October 02, 2025 - October 02, 2025

As part of A Topographical Summit, short films by Dawit L. Petros and Sepideh Behrouzian will be presented in tandem. Both films will be introduced by the artists, and a live discussion period will follow the screenings. Petros’ The Sea In Its Thirst Is Trembling (2019) documents a collaborative sound intervention conceived for Ríos Intermitentes (Intermittent Rivers) during the 13th Havana Biennial in Matanzas, Cuba. The live performance took place along the San Juan River, under a bridge, which ultimately connected musical traditions, histories, and cultures. Behrouzian’s Portrait or Landscape, Anahita? (2023) follows the continuous shaping of a colonial frontier: from oil-mining as a colonial practice, spanning through the promise of development becoming the new placeholder for “overcoming” extractive colonial practices, all the way to a flattened representation of a dystopian climate devastation that obscures its asymmetrical effects. 

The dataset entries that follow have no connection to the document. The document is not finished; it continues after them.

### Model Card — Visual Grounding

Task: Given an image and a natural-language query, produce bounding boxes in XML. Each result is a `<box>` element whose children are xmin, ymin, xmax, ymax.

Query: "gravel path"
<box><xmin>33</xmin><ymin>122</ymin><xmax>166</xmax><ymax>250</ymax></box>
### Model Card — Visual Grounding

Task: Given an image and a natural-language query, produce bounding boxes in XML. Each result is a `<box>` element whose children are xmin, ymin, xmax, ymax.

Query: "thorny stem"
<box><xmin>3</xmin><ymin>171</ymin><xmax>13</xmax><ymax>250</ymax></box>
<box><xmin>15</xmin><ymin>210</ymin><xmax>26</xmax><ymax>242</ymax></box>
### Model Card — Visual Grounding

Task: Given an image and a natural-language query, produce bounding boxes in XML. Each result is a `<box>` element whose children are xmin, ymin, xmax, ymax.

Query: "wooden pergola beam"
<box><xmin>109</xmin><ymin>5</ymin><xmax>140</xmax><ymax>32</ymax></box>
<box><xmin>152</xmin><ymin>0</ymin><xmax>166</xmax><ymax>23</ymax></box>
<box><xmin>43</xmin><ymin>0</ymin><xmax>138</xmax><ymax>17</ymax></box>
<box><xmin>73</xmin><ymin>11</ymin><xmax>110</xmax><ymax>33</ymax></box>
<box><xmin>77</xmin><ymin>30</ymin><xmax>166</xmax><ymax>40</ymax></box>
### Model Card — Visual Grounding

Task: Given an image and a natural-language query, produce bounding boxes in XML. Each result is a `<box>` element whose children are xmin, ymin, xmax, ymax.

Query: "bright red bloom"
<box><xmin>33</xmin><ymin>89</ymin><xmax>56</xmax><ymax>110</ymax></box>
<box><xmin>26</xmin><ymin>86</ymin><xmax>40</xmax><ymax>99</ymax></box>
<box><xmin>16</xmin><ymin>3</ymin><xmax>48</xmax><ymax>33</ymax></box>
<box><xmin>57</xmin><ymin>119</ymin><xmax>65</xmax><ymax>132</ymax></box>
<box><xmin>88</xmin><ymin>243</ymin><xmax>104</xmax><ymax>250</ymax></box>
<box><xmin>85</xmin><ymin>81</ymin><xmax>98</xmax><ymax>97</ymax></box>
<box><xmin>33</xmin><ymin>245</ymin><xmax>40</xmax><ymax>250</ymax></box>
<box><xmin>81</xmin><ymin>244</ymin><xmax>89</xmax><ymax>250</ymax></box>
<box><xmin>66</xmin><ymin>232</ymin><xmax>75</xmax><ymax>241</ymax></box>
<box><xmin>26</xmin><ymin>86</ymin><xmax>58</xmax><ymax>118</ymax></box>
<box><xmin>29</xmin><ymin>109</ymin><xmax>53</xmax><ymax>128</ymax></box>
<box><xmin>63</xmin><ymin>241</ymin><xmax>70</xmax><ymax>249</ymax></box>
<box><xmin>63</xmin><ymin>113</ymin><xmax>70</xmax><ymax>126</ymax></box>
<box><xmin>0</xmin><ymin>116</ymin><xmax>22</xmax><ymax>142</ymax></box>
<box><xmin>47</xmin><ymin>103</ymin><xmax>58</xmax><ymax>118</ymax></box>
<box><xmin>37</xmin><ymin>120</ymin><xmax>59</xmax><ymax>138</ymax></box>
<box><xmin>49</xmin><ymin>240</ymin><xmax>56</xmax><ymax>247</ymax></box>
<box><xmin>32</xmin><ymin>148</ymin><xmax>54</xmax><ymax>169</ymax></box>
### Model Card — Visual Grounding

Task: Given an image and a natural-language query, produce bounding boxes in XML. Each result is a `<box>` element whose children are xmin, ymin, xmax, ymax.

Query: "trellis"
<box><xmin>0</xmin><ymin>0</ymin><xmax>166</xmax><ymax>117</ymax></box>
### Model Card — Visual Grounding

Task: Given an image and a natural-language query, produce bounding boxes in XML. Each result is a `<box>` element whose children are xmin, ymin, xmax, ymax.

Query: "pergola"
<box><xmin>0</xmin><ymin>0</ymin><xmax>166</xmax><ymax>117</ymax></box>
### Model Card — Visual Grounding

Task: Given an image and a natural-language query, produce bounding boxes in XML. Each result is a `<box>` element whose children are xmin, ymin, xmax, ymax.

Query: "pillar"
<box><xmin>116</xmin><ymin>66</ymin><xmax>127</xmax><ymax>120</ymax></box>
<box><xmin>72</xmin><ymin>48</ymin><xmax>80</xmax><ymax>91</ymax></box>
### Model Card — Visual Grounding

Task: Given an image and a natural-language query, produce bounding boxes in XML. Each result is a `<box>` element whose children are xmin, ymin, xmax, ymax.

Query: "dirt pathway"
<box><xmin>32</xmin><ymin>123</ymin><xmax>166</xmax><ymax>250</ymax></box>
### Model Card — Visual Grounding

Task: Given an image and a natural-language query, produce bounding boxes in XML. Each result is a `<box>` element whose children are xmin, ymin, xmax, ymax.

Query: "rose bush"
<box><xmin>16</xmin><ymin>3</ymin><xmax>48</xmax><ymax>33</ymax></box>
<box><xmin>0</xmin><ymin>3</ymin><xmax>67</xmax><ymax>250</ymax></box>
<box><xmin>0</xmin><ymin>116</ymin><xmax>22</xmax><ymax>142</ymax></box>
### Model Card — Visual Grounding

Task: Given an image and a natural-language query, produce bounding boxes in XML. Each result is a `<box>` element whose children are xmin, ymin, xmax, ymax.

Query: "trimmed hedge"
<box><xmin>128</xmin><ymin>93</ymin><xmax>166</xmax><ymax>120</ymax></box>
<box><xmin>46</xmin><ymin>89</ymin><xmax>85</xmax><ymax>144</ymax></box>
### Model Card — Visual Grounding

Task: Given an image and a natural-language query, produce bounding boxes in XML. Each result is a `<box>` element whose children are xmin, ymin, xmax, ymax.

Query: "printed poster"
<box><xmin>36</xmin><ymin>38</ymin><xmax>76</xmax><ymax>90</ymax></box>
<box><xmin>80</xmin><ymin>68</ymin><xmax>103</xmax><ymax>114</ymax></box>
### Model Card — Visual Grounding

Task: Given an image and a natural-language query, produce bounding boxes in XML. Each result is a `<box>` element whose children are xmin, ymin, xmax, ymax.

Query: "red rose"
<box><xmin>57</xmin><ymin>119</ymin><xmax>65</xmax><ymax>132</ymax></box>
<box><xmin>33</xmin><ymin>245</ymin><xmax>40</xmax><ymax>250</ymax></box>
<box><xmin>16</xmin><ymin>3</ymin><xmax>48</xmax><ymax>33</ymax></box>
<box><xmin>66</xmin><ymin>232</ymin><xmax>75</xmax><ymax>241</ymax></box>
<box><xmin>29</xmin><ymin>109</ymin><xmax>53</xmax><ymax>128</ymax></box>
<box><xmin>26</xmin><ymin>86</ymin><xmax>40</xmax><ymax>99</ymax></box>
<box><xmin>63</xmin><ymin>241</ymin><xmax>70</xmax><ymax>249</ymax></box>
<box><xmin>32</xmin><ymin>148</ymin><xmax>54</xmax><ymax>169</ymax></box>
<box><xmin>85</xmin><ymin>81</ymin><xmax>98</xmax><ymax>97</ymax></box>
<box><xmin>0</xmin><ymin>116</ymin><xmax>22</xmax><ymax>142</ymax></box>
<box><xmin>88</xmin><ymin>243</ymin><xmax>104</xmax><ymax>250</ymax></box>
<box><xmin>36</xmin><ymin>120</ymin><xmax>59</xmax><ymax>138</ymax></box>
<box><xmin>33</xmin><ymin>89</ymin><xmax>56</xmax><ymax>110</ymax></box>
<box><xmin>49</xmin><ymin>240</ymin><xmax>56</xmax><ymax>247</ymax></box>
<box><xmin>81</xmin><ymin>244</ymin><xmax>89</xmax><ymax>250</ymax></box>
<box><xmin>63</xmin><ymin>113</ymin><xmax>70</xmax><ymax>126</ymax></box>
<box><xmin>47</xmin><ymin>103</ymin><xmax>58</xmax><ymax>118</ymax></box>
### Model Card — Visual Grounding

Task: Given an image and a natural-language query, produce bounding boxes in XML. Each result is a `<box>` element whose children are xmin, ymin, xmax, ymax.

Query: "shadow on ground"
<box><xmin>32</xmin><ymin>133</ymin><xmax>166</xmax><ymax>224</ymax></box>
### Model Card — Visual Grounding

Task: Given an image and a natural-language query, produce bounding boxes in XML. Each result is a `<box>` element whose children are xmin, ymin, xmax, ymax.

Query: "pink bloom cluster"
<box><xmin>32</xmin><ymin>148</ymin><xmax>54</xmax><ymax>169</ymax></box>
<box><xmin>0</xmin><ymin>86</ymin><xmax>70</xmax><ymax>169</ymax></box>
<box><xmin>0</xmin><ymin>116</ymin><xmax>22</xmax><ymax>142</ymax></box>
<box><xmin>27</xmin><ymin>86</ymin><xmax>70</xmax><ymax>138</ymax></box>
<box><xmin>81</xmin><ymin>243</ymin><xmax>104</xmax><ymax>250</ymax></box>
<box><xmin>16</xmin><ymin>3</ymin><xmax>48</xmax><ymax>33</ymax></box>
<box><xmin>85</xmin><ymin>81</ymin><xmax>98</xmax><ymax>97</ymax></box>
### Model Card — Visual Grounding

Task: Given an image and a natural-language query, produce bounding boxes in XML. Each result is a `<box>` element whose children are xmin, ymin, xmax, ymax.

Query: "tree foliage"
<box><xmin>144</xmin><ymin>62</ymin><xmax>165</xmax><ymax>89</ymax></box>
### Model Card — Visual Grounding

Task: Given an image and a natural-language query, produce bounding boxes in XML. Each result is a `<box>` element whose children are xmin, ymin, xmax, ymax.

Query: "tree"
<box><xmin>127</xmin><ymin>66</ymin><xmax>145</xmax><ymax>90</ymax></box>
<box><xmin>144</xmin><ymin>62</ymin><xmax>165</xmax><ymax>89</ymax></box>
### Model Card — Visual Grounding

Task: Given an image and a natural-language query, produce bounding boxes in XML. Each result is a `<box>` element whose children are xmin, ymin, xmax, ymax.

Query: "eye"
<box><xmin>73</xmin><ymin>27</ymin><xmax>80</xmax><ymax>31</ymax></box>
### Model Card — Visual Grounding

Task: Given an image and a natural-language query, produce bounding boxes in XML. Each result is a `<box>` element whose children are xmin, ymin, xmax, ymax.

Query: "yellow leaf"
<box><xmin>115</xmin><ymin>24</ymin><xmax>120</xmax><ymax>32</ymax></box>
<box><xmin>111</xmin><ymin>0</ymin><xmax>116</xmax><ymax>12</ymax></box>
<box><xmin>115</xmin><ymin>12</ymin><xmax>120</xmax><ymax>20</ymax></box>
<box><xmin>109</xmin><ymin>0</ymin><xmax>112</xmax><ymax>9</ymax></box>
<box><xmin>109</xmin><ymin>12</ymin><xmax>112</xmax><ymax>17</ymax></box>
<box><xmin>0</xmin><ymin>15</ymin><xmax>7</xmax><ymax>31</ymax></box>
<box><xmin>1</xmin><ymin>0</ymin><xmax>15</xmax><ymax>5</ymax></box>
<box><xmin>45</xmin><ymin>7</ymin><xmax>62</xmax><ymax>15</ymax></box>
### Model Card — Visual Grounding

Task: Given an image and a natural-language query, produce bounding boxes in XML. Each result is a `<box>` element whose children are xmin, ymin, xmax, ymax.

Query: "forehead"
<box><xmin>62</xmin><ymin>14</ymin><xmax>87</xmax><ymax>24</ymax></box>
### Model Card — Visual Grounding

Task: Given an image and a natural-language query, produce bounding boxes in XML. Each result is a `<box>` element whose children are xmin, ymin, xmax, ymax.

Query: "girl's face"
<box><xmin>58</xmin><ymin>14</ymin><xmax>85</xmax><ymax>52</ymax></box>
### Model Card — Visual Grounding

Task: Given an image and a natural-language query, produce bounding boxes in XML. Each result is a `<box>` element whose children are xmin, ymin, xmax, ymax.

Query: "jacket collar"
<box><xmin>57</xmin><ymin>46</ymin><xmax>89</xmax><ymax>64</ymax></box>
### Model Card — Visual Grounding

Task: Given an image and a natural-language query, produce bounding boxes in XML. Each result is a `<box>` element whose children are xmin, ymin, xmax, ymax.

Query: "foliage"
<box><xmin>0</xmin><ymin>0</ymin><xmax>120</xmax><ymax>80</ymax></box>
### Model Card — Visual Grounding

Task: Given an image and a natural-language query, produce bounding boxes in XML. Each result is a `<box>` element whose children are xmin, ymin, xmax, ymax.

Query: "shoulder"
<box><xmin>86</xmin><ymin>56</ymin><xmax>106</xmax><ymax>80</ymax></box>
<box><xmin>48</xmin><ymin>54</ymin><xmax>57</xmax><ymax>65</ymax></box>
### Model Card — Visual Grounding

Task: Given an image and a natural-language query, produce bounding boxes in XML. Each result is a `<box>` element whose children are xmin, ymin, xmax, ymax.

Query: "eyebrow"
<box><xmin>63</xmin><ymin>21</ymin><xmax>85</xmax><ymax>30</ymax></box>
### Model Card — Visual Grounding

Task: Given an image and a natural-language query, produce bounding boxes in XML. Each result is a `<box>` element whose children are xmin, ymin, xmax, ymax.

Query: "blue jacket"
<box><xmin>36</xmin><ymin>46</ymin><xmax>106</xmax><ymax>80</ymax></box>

Image credit: installation photograph of Rounding, 2024, film still of Walk on by, Sandra Brewster, 2018, 2:28 min. Photo courtesy of Carey Shaw. 

About the Artists

 

Sepideh Behrouzian is an interdisciplinary artist/researcher originally from Iran, who recently moved to Toronto. Her artistic practice explores the coloniality of the image, ocular-centric critique, and its active role in shaping the colonial frontier, extraction, and environmental issues. Behrouzian’s work critically engages with extractivist culture and ocular-centric governance, using research, writing, and creative production to reveal hidden gaps in totalizing governing regimes and open up spaces for alternative knowledge transmission, both human and non-human. 

Before moving to Toronto, Sepideh Behrouzian completed a one-year residency program at Jan Van Eyck Academie in the Netherlands. In her current long-term research project, The Promises of Ever-coming Prosperity, she employs artistic methodologies to critically explore scientific and technological development, alongside progressive linear temporality. Reflecting on the halted flow of the Zayandeh Rud river in her hometown, Esfahan, Behrouzian examines the broader effects of imperial extraction, political turbulence, environmental devastation, and emigration. 

Behrouzian was awarded the Hauptstadtkulturfonds grant in 2023 to produce her film Portrait or Landscape, Anahita?, which is part of her ongoing research. She is also the recipient of the 2022 Südkulturfonds Artist Prize in Switzerland and was nominated for the Amsterdam Open Book Prize (Versal). Sepideh holds an MFA from the Dutch Art Institute, an MA in Artistic Research, and a BA in Visual Arts from Tehran University of Art. Her work has been exhibited internationally in cities such as Amsterdam, Berlin, Rotterdam, Brussels, Moscow, and Tehran. 

 Dawit L. Petros is a visual artist, researcher and educator. Born in Eritrea, Petros also lived in Ethiopia and Kenya before his family moved to Canada. Arriving in Saskatoon as a young child, he entered a landscape and culture very different from his East African origins. Over time, he and his family became part of a close-knit Eritrean community and established a strong sense of connection in the Prairie city. Petros has described Saskatoon as foundational to his artistic practice. 

Petros completed the Whitney Independent Study Program, an MFA in Visual Art from the School of the Museum of Fine Arts, Boston and Tufts University; a BFA in Photography from Concordia University and a BA in History from the University of Saskatchewan. Petros is represented by Tiwani Contemporary in London, UK and Bradley Ertaskiran in Montreal, Canada.